Forbes, which generally has excellent reporting on the subject, reports the bad news from Barcelona: A decision by Catalonia’s Superior Court has overturned a 2016 regulation approved by the Barcelona City Council permitting the Cannabis Social Clubs to operate in the city.
Most of the Social Clubs in Madrid and other cities have closed or operate on a very low profile. However, over the last few years the number of clubs in Barcelona has exploded and there are – or were – several hundred, including some very lavish venues. The clubs were supposed to be places where members could share their cannabis, perhaps growing them together, etc. Yeah, sure.
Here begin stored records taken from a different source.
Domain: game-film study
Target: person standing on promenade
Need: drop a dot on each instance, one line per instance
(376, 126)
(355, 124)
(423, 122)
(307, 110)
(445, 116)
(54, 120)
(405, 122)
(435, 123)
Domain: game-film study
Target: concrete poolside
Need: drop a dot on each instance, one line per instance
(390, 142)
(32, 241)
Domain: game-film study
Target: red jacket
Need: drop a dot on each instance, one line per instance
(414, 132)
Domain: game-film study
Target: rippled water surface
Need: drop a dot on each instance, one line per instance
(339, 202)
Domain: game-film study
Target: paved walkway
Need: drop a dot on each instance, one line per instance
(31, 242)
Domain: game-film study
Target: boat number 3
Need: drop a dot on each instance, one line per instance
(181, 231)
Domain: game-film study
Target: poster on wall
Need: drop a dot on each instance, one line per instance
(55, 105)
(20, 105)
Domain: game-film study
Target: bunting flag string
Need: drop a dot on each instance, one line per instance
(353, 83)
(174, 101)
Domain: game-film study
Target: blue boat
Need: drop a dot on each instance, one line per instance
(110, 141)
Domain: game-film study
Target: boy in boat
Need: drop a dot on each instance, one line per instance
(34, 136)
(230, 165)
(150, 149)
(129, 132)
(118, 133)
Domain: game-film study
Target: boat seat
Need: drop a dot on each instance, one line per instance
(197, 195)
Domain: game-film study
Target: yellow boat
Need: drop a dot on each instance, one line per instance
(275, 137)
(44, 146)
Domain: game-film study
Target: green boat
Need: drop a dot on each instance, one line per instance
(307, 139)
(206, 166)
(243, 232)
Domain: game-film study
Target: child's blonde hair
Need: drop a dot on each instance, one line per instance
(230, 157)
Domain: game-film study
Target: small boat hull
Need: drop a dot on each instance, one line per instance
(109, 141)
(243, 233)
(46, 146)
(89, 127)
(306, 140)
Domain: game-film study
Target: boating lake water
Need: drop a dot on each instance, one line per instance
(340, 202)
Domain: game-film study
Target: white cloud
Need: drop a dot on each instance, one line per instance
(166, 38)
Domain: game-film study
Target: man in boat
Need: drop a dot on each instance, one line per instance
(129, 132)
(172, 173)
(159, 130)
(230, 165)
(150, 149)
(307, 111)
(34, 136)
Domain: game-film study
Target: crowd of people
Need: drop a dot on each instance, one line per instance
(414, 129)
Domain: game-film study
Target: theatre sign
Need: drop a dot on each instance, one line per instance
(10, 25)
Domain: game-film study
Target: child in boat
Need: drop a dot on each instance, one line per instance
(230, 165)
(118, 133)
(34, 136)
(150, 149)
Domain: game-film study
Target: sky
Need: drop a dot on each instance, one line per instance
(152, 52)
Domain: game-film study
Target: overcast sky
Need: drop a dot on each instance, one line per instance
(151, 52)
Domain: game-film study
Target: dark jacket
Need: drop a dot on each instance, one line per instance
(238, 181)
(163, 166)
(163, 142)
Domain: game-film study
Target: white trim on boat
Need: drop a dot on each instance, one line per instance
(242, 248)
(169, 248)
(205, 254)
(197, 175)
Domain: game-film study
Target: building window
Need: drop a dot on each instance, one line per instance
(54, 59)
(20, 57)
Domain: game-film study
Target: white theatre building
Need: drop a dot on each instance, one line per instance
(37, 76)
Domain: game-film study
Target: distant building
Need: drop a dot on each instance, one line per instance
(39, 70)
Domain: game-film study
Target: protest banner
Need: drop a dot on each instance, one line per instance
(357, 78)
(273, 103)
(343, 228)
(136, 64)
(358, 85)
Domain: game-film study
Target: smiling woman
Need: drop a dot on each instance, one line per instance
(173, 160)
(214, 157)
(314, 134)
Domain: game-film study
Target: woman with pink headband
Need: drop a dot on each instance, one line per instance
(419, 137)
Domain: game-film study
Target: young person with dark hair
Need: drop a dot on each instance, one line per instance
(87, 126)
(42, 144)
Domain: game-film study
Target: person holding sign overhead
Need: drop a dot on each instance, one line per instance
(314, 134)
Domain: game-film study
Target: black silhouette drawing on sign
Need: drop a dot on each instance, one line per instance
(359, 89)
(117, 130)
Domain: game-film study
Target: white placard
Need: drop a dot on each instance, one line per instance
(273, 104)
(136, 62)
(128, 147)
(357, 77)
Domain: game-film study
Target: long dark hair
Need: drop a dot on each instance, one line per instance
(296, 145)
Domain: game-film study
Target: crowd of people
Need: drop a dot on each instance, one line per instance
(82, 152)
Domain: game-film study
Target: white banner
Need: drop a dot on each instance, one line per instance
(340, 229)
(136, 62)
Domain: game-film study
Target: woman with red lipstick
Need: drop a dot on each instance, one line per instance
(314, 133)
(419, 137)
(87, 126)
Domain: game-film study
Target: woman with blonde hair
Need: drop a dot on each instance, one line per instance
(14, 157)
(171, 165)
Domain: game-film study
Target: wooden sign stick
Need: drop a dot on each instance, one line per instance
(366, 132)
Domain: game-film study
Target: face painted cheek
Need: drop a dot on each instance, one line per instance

In the real world, it was very easy to join, and there was cannabis for sale.
The new decision could force them to close, but the Barcelona police have told the clubs that they can only allow members to smoke their own.
Speaking of the real world, in the early days of Amsterdam and Vancouver, etc., there was usually a “house dealer”, the guy in the corner. At the Mellow Yellow, Amsterdam’s first “Coffeeshop”, the house dealer had a stool with a slot where he could hide his stash if the police showed up.
Meanwhile, Spain is the country in Europe that needs marijuana legalization most urgently.
First, Spain is just 8 miles across the Straits of Gibraltar from Morocco, which has long been a source of traditional hashish, and more recently for all the other contraband drugs, especially cocaine, that are then distributed around Europe.
There are obvious parallels with the American relationship with Mexico, especially that traditional cannabis (hashish) smuggling has become less important than hard drugs, especially since cannabis is now widely grown in Europe, just as it is in the US.
Spain has the ideal climate for growing, and the Southeast coast is a major agricultural area. It seems obvious that Spain should follow the US, Canada, and several former Spanish colonies in legalizing cannabis.
Also, Spain is more dependent on international tourism than any other major European country, and, of course, the pandemic has devastated their economy. Spain also has long had major unemployment problems with young people, who would be ideal for the cannabis sector.
Unfortunately, the national government in Madrid has avoided the subject, and the Spanish media treat it as a crime issue, but do not recognize the economics of contraband that make prohibition counterproductive.
See “Iron law of prohibition.”
Meanwhile in Barcelona, closing the “social clubs” to tourists will be a major blow to its already devastated hospitality and tourism industry. Without getting into the often bizarre complications of Catalonia’s politics, there is a strong generally leftist drive for independence that usually gets about half the vote. Although this court ruling was from a Catalán court, it will be rightly blamed on the national government. Not helpful.
In fact, this ruling may be so damaging to both the economic and political situation that it may finally force Spain to confront the Drug War. The easy way out for Madrid would be something like the US approach, leaving the cannabis laws to the autonomous regions, and redirecting law enforcement to hard drugs.